סמינר ארצי בפיזיקה גרעינית

Zoom: https://us02web.zoom.us/j/81348832564?pwd=km3avb64d8IYJosbn1tubHZV9s5yCx.1

PROGRAM:

14:00 - 14:30 - Refreshments

14:30 - 15:30 - Tribute to Henry Primakoff: Tests of Chiral Perturbation Theory via Primakoff Reactions, Murray Moinester, Tel Aviv University

Abstract: I review experimental tests of three-flavor (u,d,s) chiral perturbation theory (ChPT). These include measurements of pion and kaon polarizabilities, the chiral anomaly amplitudes for processes such as γ→πππ, γ→ππη and γ→KKπ, as well as the lifetimes of the neutral pion and eta. These observables are extracted primarily through ultra-peripheral Primakoff scattering of high-energy particles from virtual photons in the Coulomb field of nuclei. Comparing data to two-flavor and three-flavor predictions allows us to evaluate how well ChPT describes light meson dynamics and the role of the strange quark in spontaneous chiral symmetry breaking.

15:30 - 16:00 - Coffee break

16:00 - 17:00 -  Measurement of the 12C(p, 2p)11B Quasi-Elastic Knockout Reaction in Inverse Kinematics at High Momentum Transfer, Goran Johansson, Tel Aviv University

Abstract: In this talk, I will present two experiments performed at the Joint Institute for Nuclear Research (JINR) in Dubna, Russia, investigating quasi-elastic proton knockout in inverse kinematics.

In the first experiment (2018), we demonstrated that tagging the residual (A-1) fragment, 11B in our case, strongly suppresses contributions from initial- and final-state interactions (ISI/FSI). Significant re-scattering of the incoming or outgoing protons typically leads to breakup of the residual fragment, making the detection of an intact residual nucleus an effective signature for clean quasi-elastic knockout events.

An open question in nuclear physics is the origin of the observed quenching of the spectroscopic strength relative to the Independent Particle Model (IPM) prediction. At low momentum transfer, both electron- and hadron-induced knockout measurements have consistently reported quenching values of approximately 60% across a broad range of nuclei. This reduction is commonly attributed to a combination of nuclear correlations — both short- and long-range — and reaction mechanism effects.

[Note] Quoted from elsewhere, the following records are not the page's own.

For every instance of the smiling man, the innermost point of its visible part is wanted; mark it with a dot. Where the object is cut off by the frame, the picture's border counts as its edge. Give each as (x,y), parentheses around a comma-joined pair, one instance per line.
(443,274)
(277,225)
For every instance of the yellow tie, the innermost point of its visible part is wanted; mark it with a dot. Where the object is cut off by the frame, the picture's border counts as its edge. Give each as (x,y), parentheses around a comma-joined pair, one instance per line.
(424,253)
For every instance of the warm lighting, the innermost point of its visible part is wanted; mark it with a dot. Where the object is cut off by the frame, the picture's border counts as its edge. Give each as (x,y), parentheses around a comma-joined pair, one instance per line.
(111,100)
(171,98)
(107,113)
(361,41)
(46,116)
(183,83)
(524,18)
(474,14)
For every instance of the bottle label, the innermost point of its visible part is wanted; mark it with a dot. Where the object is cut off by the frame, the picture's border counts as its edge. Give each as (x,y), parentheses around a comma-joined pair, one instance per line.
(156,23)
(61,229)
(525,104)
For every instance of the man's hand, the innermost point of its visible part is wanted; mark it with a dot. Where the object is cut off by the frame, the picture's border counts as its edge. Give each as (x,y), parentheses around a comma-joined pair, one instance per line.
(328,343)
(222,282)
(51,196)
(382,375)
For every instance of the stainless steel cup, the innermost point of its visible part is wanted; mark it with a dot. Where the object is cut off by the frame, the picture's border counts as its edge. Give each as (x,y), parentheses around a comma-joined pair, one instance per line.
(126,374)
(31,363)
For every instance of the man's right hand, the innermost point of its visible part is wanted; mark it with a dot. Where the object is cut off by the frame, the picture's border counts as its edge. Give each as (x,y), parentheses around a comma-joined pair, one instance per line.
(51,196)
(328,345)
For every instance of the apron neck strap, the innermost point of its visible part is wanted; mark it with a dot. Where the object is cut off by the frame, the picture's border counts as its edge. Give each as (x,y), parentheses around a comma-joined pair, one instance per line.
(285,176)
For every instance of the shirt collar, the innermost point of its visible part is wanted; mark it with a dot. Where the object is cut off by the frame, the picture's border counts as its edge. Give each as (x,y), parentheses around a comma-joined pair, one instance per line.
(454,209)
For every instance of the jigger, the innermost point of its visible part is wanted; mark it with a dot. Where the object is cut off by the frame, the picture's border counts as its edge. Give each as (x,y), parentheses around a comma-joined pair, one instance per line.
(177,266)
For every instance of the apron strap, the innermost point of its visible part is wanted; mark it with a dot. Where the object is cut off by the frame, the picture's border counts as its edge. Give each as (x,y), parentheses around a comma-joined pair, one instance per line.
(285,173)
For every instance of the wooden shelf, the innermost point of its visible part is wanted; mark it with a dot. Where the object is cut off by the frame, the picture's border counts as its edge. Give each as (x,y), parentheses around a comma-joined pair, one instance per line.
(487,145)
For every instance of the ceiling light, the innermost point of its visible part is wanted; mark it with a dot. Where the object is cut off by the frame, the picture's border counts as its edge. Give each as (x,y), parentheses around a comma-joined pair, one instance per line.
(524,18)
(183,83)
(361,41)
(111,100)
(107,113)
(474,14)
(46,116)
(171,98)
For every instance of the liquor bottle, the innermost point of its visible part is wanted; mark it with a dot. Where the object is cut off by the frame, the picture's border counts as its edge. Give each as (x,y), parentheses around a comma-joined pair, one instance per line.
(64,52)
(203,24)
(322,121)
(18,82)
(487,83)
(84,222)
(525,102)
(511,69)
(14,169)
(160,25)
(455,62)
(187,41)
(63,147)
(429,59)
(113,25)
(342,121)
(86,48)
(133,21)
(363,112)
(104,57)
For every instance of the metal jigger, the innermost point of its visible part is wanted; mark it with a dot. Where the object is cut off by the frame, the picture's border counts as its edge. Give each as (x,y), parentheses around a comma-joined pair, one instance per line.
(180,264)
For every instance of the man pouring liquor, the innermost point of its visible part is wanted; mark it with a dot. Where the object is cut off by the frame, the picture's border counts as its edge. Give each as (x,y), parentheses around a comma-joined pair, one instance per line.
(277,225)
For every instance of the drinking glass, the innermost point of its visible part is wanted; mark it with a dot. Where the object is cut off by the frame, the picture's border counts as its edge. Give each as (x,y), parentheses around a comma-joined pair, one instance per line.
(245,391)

At higher momentum transfer, however, electron-scattering experiments have shown evidence for a substantial restoration of the single-particle strength, with extracted values approaching 90%. In a follow-up experiment (2022), we measured the absolute cross section of the same reaction and compared it to Independent Particle Model calculations. A quenching factor of 96±5% was extracted, consistent with the high-momentum-transfer electron-scattering results. This probe-independent behavior provides important constraints on the interpretation of spectroscopic strength and opens the door to improved theoretical descriptions of quasi-elastic knockout reactions.